The Ultimate Game Guide to Your Life, Christopher Monks
Tow Books, 2008, 238 pages, C$14.95 pb, ISBN 978-1-58297-534-4
I’m not quite sure what I was expecting from Christopher Monks’ The Ultimate Game Guide to Your Life, except that it was sitting cheap on the remainder cart, was billed as humor and anything with a subtitle like “The Video Game as Existential Metaphor” interests me. Flipping through the book showed a few cute illustrations; what else could I hope for? Life’s hard enough –don’t we all need a comforting walkthrough?
For a while, though, it looked as if I may have made an error in picking up the book. The first few pages are a tough slog, as the game/life metaphor initially fails to gel, and the putative protagonist of the walkthrough hasn’t yet been developed enough to sustain the comic narrative that later emerges. There are a few good lines about you, the baby, not yet being too sure about “mom’s friend”, and how the game’s control at this early stage aren’t just unlabeled but don’t do the same thing. Still, the first chapter seems like a fairly conventional way to talk about infants and toddlers. Where’s the substance?
Things show some clear improvement in Level II (“Your Childhood”) as the rules and complex meta-fictional devices of the narrative start settling down. Suddenly, the life being described becomes a story of sorts, with recurring characters emerging through the successive narratives (that darn Dennis!). By Challenge Eight (“Losing your sister at the Huddy Sizzlebolt Happy! Fun! Learn! Show!”), the book loosens up and finally benefits from a protagonist old enough to have adventures and feature more darkly absurd material. By this time, we’re also becoming more familiar with the conventions of the book, as The Ultimate Game Guide to Your Life isn’t just a gaming walk-through, but an unauthorized one that sometimes second-guesses what the designers were thinking.

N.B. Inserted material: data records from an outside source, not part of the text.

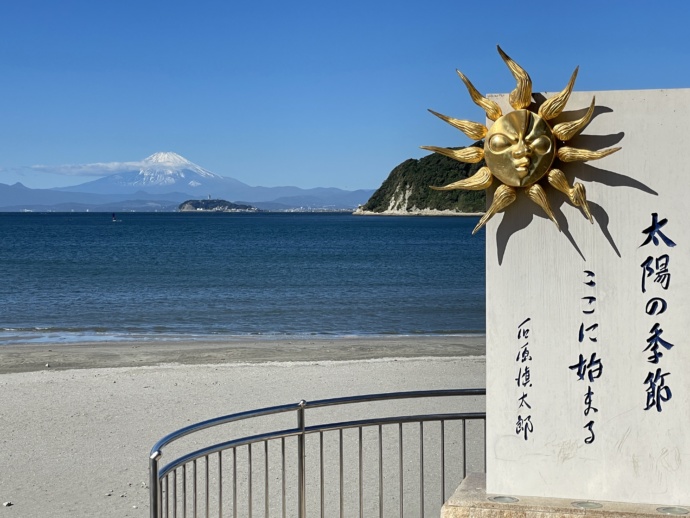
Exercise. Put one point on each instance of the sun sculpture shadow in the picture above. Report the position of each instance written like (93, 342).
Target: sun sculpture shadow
(521, 146)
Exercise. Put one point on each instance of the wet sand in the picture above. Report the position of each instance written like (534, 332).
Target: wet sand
(75, 437)
(30, 358)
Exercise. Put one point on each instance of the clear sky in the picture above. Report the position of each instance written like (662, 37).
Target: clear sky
(314, 93)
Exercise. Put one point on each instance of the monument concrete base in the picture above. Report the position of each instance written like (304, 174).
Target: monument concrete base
(471, 500)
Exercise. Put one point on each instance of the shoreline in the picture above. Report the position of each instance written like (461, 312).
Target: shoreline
(417, 212)
(98, 355)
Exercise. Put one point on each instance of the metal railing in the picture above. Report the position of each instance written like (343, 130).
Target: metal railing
(349, 465)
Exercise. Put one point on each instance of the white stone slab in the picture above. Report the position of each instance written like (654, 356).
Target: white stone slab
(638, 455)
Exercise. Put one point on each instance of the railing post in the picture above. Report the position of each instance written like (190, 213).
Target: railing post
(301, 476)
(154, 487)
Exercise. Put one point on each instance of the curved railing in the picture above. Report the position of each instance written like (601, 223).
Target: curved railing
(354, 460)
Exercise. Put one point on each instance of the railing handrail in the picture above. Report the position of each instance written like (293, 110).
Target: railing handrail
(157, 474)
(279, 434)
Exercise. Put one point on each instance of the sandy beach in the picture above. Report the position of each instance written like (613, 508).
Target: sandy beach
(78, 421)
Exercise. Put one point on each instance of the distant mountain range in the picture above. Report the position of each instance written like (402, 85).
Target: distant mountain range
(164, 180)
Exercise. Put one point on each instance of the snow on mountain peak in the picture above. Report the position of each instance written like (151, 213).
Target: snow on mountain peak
(167, 157)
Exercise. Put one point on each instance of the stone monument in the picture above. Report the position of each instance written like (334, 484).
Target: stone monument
(587, 394)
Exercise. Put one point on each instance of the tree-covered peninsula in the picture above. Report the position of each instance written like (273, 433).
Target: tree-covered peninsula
(407, 189)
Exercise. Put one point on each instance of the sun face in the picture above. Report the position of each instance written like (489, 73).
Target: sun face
(521, 147)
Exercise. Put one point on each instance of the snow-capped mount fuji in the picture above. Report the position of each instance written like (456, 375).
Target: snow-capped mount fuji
(165, 179)
(168, 168)
(162, 172)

Like life itself, the book reaches a certain narrative velocity as it hits the protagonist’s teenage years. Making it through high school is amusing, and the fun doesn’t stop by the time the character reaches college and then takes a job at the donut store. Hilarious bits include high school cliques, a memorable reunion with a high-school crush that somehow involves freeing minks, and using hostage crises at the donut shop as an advancement mechanism. There are also a few throwaway gags about an optional robot war. The first chunk of the early adulthood stage ends with the hero becoming a father…
…and without getting too personal, this is where the book sucker-punched me. You’d have to be at my place in life and read pages 169-172 to understand why. Maybe I suspected something in picking up the book.
Much of the rest of The Ultimate Game Guide to Your Life seems to be downhill from that moment, as (and this is where the book’s existentialism becomes obvious) much of life also seems to be. Kicking back from the content of book for a moment to indulge in a bit of idle thoughts about video-gaming and life, there’s some wisdom in realizing that most people never get a satisfying dramatic arc; that lives go on after their main stories end, and that preparing another generation to play is the closest we’ll ever get to “winning the game”. No wonder new parents give up gaming… at least as they focus on something else.
Back to The Ultimate Game Guide to Your Life, it’s not much of a surprise if the last third of the book seems to turn grimmer as the end approaches. Despite the jocular consistency of the game’s challenge, it doesn’t take much of a subtext to cringe during the last challenge set in an Assisted Living Facility. As the line goes, “Old age isn’t for Sissies.” Appropriately enough (this isn’t a spoiler), the book ends at the end of the protagonist’s life… that is, Your Life.
One thing is for sure: I wasn’t expecting such a kick in the pants from a humour book making parallels between gaming and an ordinary life. It’s enough to make you sit quietly in a chair and ponder the meaning of it all. We all, I suppose, create our own mythological frameworks for what happens to us, and the future we can reasonably expect to have. At the moment, it’s a surprisingly effective tactic to draw upon the modern mythology of the age, video games, to tackle the question. Uneven but amazingly effective when it works, The Ultimate Game Guide to Your Life is a memetic wolf in sheep’s trade binding. Open it carefully if you’re going through one of life’s big transitions.